Para as camadas proprietárias, coisa de seus privilégios de classe dominante, a agitação política reinante nos setores populares e nas forças armadas representava a ameaça de reformas radicais e democratizantes na estrutura socioeconômica brasileira, ainda modelada de acordo com padrões herdados do passado colonial.

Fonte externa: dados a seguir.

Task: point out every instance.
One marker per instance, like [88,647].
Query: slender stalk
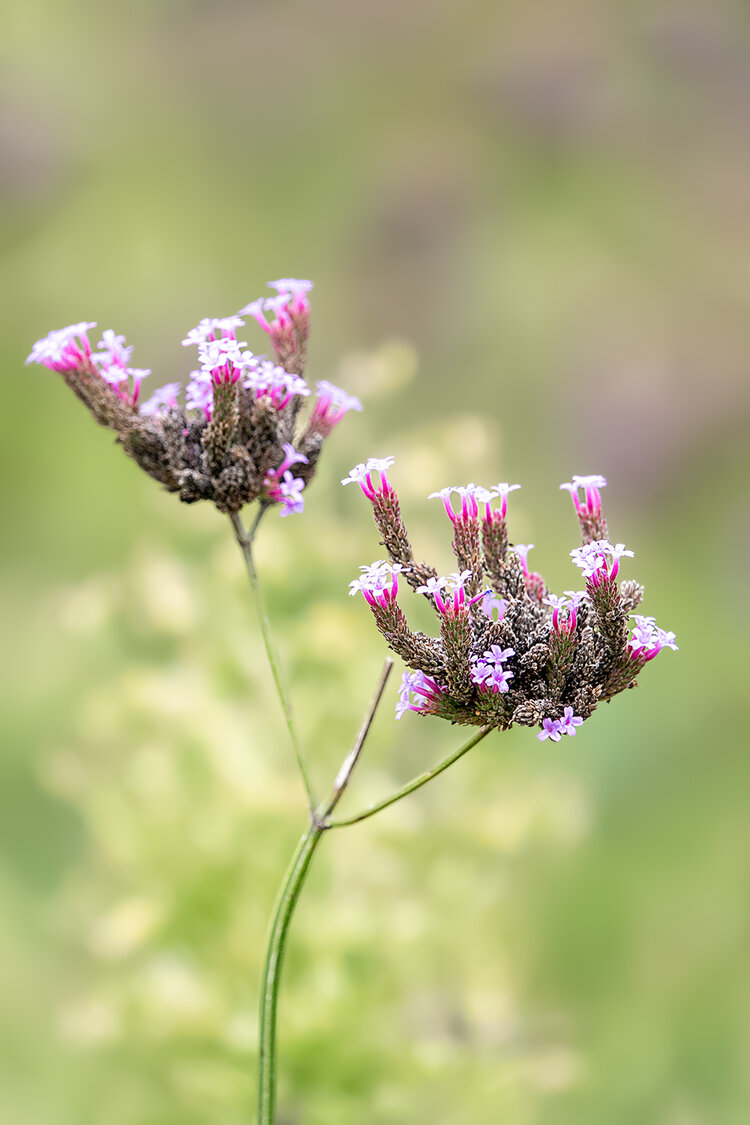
[282,914]
[245,541]
[285,908]
[410,786]
[346,770]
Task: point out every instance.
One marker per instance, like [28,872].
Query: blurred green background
[527,225]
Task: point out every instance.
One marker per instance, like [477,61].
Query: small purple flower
[592,505]
[63,349]
[331,406]
[569,721]
[222,358]
[432,586]
[114,351]
[550,729]
[294,291]
[500,491]
[616,552]
[255,309]
[162,399]
[590,557]
[206,331]
[522,551]
[417,693]
[470,496]
[199,393]
[498,678]
[362,476]
[137,374]
[490,603]
[378,584]
[489,673]
[290,494]
[264,377]
[649,639]
[453,585]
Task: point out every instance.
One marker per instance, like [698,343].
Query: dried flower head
[238,432]
[508,651]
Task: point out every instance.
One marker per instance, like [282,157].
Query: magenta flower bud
[470,496]
[522,551]
[331,406]
[502,492]
[378,584]
[64,349]
[362,475]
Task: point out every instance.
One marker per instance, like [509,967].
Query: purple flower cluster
[507,651]
[566,725]
[236,438]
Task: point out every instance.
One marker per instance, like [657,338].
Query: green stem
[282,915]
[285,908]
[245,541]
[410,786]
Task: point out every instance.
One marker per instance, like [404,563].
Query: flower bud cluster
[237,432]
[507,651]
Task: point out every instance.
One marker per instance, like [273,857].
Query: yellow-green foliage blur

Assim, diante da maré revolucionária que parecia querer acabar com o modo de produção latifundiário escravista, as lideranças políticas conservadoras resolveram dar a Feijó a autoridade e os meios suficientes para extirpar da vida civil e das casernas o “perigoso vírus do liberalismo”

Como já dissemos, durante os primeiros anos da Regência trina Permanente, registraram-se no Rio de Janeiro inúmeros levantes e motins militares, provocados pela propagação dos ideais “jurujubas” entre as diversas unidades componentes das forças armadas. A aceitação da ideologia liberal por parte da tropa regular decorria não só da condição social inferior da maioria dos oficiais, suboficiais e praças, normalmente oriundos das camadas populares, como ainda da tradição de militância política revolucionária do soldado brasileiro, forjada nas rebeliões que prenunciaram a autonomia de nosso país.

O primeiro pronunciamento militar do período ocorreu a 12 de julho de 1831, com o levante do 26º batalhão de Infantaria, poderoso núcleo “jurujuba” localizado no morro de São Bento. Agindo com rapidez, no entanto, as forças fiéis à Regência conseguiram debelar a sublevação, sendo o batalhão insurreto transferido para a Bahia. Dois dias depois, revoltou-se o Batalhão de Polícia, reunindo-se a elementos populares e apresentando ao governo uma série de exigências, dentre as quais a imediata suspensão da pena imposta aos amotinados do dia 12. Em virtude da crise, a Câmara dos Deputados declarou-se em sessão permanente, outorgando plenos poderes à Regência, conforme fora solicitado pelo ministro da Justiça. Amparado politicamente, Feijó, atuando com firmeza, proibiu concentrações populares e prendeu os responsáveis pelas agitações , conseguindo, pelo menos temporariamente, restabelecer a legalidade.

Por longo tempo ainda, entretanto, o “vulcão revolucionário” ameaçaria as instituições. Com efeito, a situação do Rio de Janeiro era de grande intranquilidade. Todos os dias, os distúrbios se sucediam, e os “farroupilhas” , cada vez mais irritados com a orientação conservadora seguida pelos “chimangos” governistas, tornavam as ruas da cidade intransitáveis, em explosões anárquicas.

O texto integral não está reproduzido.